Technical Corrections and Improvements

In October 2012, the FASB issued ASU No. 2012-04, Technical Corrections and Improvements. In November 2010, the FASB Chairman added a standing project to the FASB’s agenda to address feedback received from stakeholders on the Codification and to make other incremental improvements to U.S. GAAP. This perpetual project will facilitate Codification updates for technical corrections, clarifications, and improvements, and should eliminate the need for periodic agenda requests for narrow and incremental items. These amendments are referred to as Technical Corrections and Improvements. This ASU also includes amendments that identify when the use of fair value should be linked to the definition of fair value in Topic 820, Fair Value Measurement, and contains conforming amendments to the Codification to reflect the measurement and disclosure requirements of Topic 820. These amendments are referred to as Conforming Amendments.
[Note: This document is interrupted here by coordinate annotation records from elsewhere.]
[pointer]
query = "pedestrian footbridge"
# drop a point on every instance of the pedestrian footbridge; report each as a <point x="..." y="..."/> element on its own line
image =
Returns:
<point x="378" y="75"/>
In addition, this ASU deletes the second glossary definition of fair value that originated from AICPA Statement of Position 92-6, Accounting and Reporting by Health and Welfare Benefit Plans. The first definition originating from FASB Statement No. 123 (revised 2004), Share-Based Payment, and the third definition originating from FASB Statement No. 157, Fair Value Measurements, remain.
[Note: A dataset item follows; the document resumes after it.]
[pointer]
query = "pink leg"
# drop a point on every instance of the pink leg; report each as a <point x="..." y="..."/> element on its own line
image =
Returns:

The Conforming Amendments to U.S. GAAP included in this ASU are generally non-substantive in nature. Many of the amendments conform wording to be consistent with the terminology in Topic 820 (e.g., revising market value and current market value to fair value, or mark-to-market to subsequently measure at fair value). The FASB does not anticipate that the amendments in this ASU will result in pervasive changes to current practice. However, certain amendments may result in a change to existing practice. For those amendments which the FASB deemed to be more substantive, transition guidance and a delayed effective date accompany them.

The amendments in this ASU that will not have transition guidance will be effective upon issuance. The amendments that are subject to the transition guidance will be effective for fiscal periods beginning after December 15, 2012. The adoption of this guidance is not expected to have a material impact on the Company’s financial position, results of operations, or cash flows.